Si de nombreux pays du monde font face depuis longtemps au problème du prix élevé des médicaments, le prix excessif des AAD, un phénomène récent, a pour la première fois fait prendre conscience à l’Europe de l’impact de ces monopoles sur les budgets de la santé et sur l’accès des citoyens à de nombreux autres médicaments essentiels. Des recours en justice contre les brevets sur le sofosbuvir et d’autres AAD ont été introduits dans plusieurs pays et des brevets clés sur le sofosbuvir ont déjà été refusés en Egypte, en Chine et en Ukraine. Des décisions doivent être rendues dans d’autres pays, notamment en Argentine, au Brésil, en Inde, en Russie et en Thaïlande. 

Une patiente tient dans sa main son médicament contre l'hépatite C. Clinique de l'hépatite C de MSF à l'hôpital Preah Kossamak de Phnom Penh, au Cambodge.

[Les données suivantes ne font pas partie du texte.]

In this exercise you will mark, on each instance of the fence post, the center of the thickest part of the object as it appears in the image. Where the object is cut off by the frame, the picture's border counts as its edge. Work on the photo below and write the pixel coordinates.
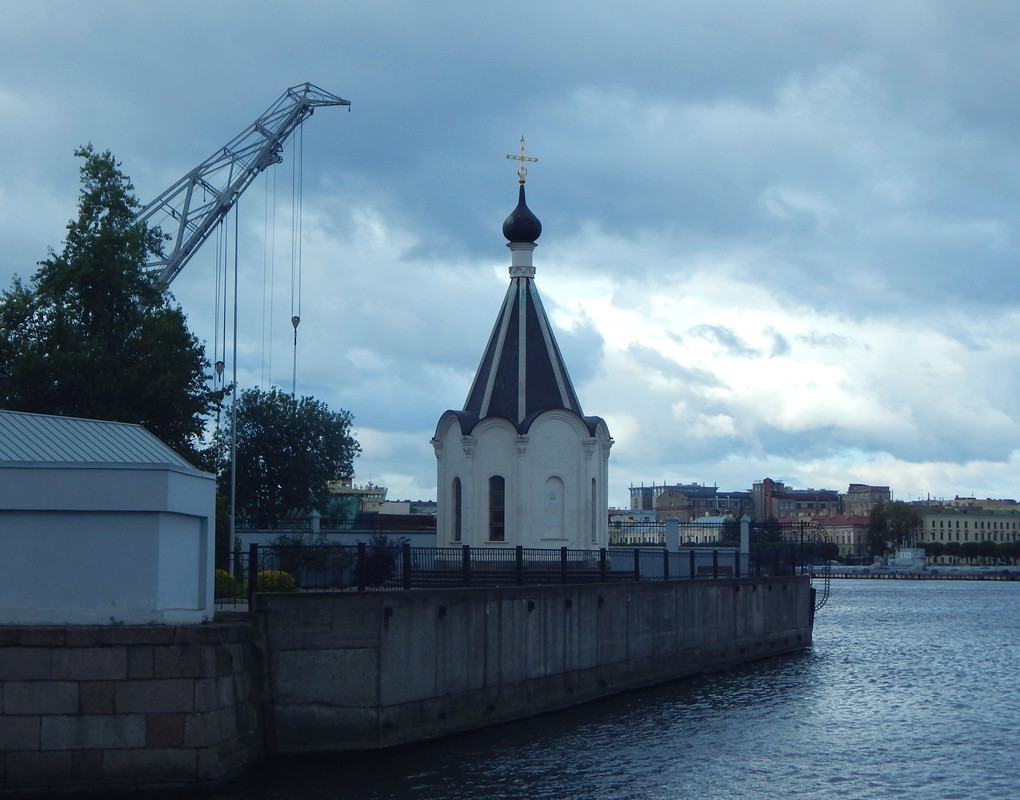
(672, 533)
(406, 551)
(361, 567)
(252, 571)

Une patiente tient dans sa main son médicament contre l'hépatite C à la clinique de l'hépatite C de MSF à l'hôpital Preah Kossamak de Phnom Penh, au Cambodge. © Todd Brown, avril 2017

« Médecins Sans Frontières est témoin au quotidien des conséquences des monopoles sur les médicaments essentiels qui restreignent l’accès », déclare Gaelle Krikorian, responsable de la "Campagne d'Accès aux Médicaments Essentiels" de Médecins Sans Frontières. « MSF a pu élargir la prescription du traitement pour les personnes vivant avec l’hépatite C dans les pays comme le Cambodge et l’Inde uniquement une fois que les génériques de qualité à des prix raisonnables ont été disponibles. Il est grand temps que l’OEB et les offices de brevets du monde entier examinent de plus près l’attribution de monopoles sur les médicaments et reconnaissent l’impact négatif que les brevets injustifiés ont sur la santé des personnes. La révocation du brevet de Gilead permettrait de lever le monopole en Europe, ouvrant la voie à l’accès à des versions génériques et abordables. Cela enverrait aussi un signal fort aux autres pays pour qu’ils contestent des brevets injustifiés quand la santé et la survie des populations est en jeu » conclut Gaelle Krikorian.